Active farmers should have continued access to CAP payments regardless of their off-farm employment status, the Irish Cattle and Sheep Farmers’ Association’s (ICSA) rural development chair Edmond Phelan has said.
Phelan has warned that European Commission plans to restrict access to CAP funds “only to those persons whose principal activity is agriculture” puts Irish farm families’ security at significant risk.
The ICSA’s statement came in response to comments from a senior Commission official to the Irish Farmers Journal last week suggest that Brussels’ plans to target CAP payments after 2027 could include at least some of the country’s genuine and active part-time farmers.
“Emerging proposals at EU level could restrict future CAP payments to farmers whose principal income comes from agriculture,” the rural development chair said.
“However, there is a fundamental misunderstanding at the heart of these proposals.
“Irish farmers are not working off-farm because they are inactive, they are doing so because farming alone is not delivering a viable income.”

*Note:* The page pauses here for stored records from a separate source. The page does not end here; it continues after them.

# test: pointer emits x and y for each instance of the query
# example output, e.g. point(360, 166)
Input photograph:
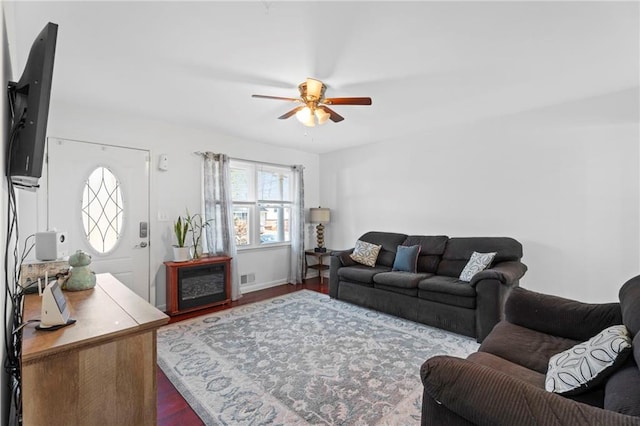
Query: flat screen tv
point(29, 102)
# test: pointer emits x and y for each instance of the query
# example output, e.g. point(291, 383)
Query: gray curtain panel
point(296, 265)
point(220, 236)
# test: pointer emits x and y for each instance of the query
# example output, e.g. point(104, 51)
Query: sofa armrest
point(484, 396)
point(493, 286)
point(559, 316)
point(508, 273)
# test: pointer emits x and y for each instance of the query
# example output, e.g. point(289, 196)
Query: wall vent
point(247, 278)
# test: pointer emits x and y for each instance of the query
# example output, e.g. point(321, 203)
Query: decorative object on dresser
point(102, 369)
point(181, 253)
point(198, 284)
point(320, 216)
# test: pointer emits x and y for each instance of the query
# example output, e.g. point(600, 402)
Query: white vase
point(181, 254)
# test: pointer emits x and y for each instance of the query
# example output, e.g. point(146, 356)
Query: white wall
point(177, 189)
point(564, 181)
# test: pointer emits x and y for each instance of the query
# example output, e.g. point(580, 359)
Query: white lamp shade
point(320, 215)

Phelan stated that the EU cannot ensure food security if it assumes that the only farmers contributing food security are those who derive a majority of their income from farming.
However, many drystock farmers are “working full days on their farms and taking on all the risks that come with producing food, yet still have to rely on off-farm income to keep things going,” he said.
“If introduced, this would have serious consequences for beef and sheep farmers. While it is being presented as simplification, it risks becoming just a very simple way of excluding genuine working farmers.”
Of similar concern to the ICSA is the Commission’s proposal to stop CAP payments to farmers receiving state pensions by 2032, which Phelan said “makes no sense on the ground”.
“Many older farmers are still actively farming and playing a key role in keeping farms going.”
The ICSA warned that removing supports for older farmers “would undermine generational renewal and disrupt the gradual handover of farms”.